Les acteurs de l’immobilier en Europe doivent disposer d’évaluations comparables d’un pays à l’autre. La transparence des méthodes et des hypothèses de calcul du WLC est donc une étape essentielle pour une approche harmonisée à l’échelle européenne. Cela est crucial car les méthodes actuelles d’évaluation divergent en termes de portée et d’hypothèses, compliquant toute comparaison ou toute tentative de définition de ce qu’est un bâtiment bas carbone à l’échelle européenne.

Le risque, dans les discussions qui se déroulent actuellement, est que les divergences entre certains États soient telles que l’on s’oriente vers l’établissement d’un cadre « moins disant », et que l’harmonisation porte sur le plus faible nombre de points communs, laissant beaucoup de marge de manœuvre aux États membres. Ce serait assez préjudiciable pour la France, qui s’est dotée d’une réglementation exigeante avec la RE2020, mais aussi pour les acteurs privés qui ont mis en place avec LCBI des cadres d’évaluation très élaborés.
Cela serait aussi préjudiciable pour l’environnement : dans une période où les besoins en investissement pour décarboner augmentent, il est indispensable que les acteurs financiers puissent comparer l’empreinte carbone des actifs à échelle européenne, facilement et de façon fiable.    
 A titre d’exemple, la méthode d’évaluation des WLC doit absolument prendre en compte tous les modules du cycle de vie d’un bâtiment, sans quoi aucune comparaison de l’empreinte carbone ne sera possible.
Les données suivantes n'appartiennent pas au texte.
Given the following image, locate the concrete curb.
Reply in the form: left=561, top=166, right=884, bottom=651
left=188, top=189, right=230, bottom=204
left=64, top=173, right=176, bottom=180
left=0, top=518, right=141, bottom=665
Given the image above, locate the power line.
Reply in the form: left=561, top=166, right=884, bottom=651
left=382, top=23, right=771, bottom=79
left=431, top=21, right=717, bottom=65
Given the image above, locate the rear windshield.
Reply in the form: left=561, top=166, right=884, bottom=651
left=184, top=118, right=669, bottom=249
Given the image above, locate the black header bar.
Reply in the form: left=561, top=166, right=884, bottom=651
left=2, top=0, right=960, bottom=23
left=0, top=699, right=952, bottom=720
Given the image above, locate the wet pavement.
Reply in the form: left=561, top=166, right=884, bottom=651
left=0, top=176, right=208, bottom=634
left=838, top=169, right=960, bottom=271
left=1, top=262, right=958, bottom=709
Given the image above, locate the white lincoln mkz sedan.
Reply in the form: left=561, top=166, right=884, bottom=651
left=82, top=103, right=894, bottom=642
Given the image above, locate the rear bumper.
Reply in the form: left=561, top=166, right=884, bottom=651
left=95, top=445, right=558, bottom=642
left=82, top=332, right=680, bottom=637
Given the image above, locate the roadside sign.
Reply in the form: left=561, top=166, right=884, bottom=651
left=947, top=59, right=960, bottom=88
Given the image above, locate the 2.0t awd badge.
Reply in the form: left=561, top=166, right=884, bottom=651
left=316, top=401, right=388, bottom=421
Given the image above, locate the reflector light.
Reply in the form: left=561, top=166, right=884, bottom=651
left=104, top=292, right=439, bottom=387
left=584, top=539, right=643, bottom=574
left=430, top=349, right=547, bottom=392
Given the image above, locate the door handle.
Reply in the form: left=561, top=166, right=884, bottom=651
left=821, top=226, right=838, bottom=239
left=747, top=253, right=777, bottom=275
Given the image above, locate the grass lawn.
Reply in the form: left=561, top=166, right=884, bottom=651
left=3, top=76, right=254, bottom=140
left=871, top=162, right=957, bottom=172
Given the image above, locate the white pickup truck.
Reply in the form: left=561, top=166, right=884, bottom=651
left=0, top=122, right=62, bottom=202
Il faut également inciter à analyser toutes les parties des bâtiments, et à minima rendre le périmètre d’analyse transparent, sans quoi certains bâtiments seront décrétés « bas carbone » simplement parce que tout n’aura pas été compté...  

On l’aura compris : le sujet n’est pas la compétition entre les modes de calcul à l’échelle européenne. Le véritable enjeu est de disposer, en Europe, d’un cadre d’évaluation robuste, comparable et harmonisé pour faciliter la tâche des investisseurs et réellement pouvoir allouer l’épargne à ceux qui décarbonent. C’est le seul moyen de mettre en œuvre ce vaste mouvement de décarbonation des bâtiments dont l’Europe (et au-delà !) a urgemment besoin.